Europe

Lawyer expects hefty sentences for NSU suspects

Main suspect in far-right murders trial will likely be sentenced to life imprisonment, says lawyer representing victims

Ayhan Şimşek  | 08.07.2018 - Update : 09.07.2018
Lawyer expects hefty sentences for NSU suspects

Berlin

By Ayhan Simsek

BERLIN

A senior lawyer representing victims of the far-right terrorist group said on Sunday that they were expecting heavy sentences for the suspects in one of the major neo-Nazi trials in Germany.

The Higher Regional Court in Munich will rule on Wednesday on the murder of eight Turkish immigrants, a Greek citizen and a German policewoman by the far-right National Socialist Underground (NSU) between 2000 and 2007.

Lawyer Carsten Ilius told Anadolu Agency that during the five year-long trial, the court received sufficient evidence that showed the role of NSU’s last surviving member Beate Zschaepe in the crimes committed by the group.

“I expect that the court would sentence Beate Zschaepe to life imprisonment as requested by the prosecutors,” he said.

The prosecutors accused her of being a co-founder of the NSU terror cell, and of complicity in all the murders committed by the group.

Ilius said, among the four suspected accomplices, Ralf Wohlleben and Andre Emminger were likely to be handed jail terms between 12 to 13 years.

Two other suspects -- Holger G. and Carsten S. -- who assisted the NSU members in the past, but later cooperated with the police and gave some insights about the far-right extremists, were expected to be given lighter sentences.

The shadowy neo-Nazi group NSU was only revealed in 2011, when two members -- Uwe Mundlos and Uwe Bohnhardt -- reportedly committed suicide after an unsuccessful bank robbery and later police found guns and propaganda in their apartment.

Zschaepe has so far denied any role in the killings and tried to lay the blame on her friends.

The scandal surrounding the NSU has led to widespread criticism of police and security agencies in Germany, which were accused by opposition parties of tolerating right-wing extremists, stereotyping and discrimination against immigrants.

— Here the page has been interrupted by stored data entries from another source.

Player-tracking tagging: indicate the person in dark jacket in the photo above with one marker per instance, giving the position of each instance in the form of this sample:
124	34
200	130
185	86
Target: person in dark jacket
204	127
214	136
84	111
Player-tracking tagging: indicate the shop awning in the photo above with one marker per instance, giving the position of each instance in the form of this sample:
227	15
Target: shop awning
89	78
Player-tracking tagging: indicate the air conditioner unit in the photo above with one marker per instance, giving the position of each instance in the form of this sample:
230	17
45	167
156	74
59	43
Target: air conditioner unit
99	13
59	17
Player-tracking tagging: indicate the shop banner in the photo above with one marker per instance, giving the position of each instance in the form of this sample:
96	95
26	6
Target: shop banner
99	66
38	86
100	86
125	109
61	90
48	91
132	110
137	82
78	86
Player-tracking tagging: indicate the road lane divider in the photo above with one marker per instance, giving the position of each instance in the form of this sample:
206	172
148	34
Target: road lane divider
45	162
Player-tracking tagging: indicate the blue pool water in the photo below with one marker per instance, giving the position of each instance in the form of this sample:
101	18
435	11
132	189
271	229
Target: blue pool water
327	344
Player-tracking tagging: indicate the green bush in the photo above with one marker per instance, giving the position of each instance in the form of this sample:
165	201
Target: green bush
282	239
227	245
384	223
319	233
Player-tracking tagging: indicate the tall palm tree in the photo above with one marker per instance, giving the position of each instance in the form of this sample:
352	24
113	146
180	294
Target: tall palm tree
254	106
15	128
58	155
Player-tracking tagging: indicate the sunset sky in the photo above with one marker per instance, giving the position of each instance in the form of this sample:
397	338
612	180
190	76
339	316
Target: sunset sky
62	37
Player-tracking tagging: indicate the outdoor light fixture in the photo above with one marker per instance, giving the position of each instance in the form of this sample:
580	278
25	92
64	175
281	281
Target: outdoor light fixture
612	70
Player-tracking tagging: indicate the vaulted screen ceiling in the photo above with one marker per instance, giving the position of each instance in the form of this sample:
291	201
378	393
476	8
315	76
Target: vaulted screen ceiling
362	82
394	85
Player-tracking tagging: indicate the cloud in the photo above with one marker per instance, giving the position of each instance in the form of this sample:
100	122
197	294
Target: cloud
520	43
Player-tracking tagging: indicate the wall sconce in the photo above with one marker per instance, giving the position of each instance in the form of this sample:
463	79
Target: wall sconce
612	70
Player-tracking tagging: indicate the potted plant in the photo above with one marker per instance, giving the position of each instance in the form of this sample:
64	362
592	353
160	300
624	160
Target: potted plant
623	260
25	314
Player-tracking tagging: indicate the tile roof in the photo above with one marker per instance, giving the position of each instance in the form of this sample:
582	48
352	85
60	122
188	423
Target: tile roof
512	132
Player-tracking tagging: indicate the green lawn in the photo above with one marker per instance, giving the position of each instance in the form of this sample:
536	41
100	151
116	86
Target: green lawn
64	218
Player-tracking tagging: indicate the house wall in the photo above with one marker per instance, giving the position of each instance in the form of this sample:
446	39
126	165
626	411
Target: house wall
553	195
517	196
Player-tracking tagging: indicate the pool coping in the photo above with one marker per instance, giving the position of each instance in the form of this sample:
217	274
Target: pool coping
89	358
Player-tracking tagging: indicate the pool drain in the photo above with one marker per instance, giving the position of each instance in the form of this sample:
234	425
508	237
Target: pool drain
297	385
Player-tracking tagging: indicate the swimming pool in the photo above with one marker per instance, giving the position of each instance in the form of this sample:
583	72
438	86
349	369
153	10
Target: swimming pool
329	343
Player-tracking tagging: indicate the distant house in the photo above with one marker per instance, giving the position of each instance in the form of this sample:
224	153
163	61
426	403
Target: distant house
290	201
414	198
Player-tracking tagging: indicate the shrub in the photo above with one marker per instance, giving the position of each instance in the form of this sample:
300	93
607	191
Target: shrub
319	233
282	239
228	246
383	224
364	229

Until 2011, Germany’s police and intelligence services excluded any racial motive for the murders and instead treated immigrant families as suspects in the case, questioning them over alleged connections with mafia groups and drug traffickers.

While recent revelations have shown that German domestic intelligence agency had dozens of informants who had contacts with the NSU suspects, officials insisted that they had no prior information about the NSU terror cell and its suspected role in the killings.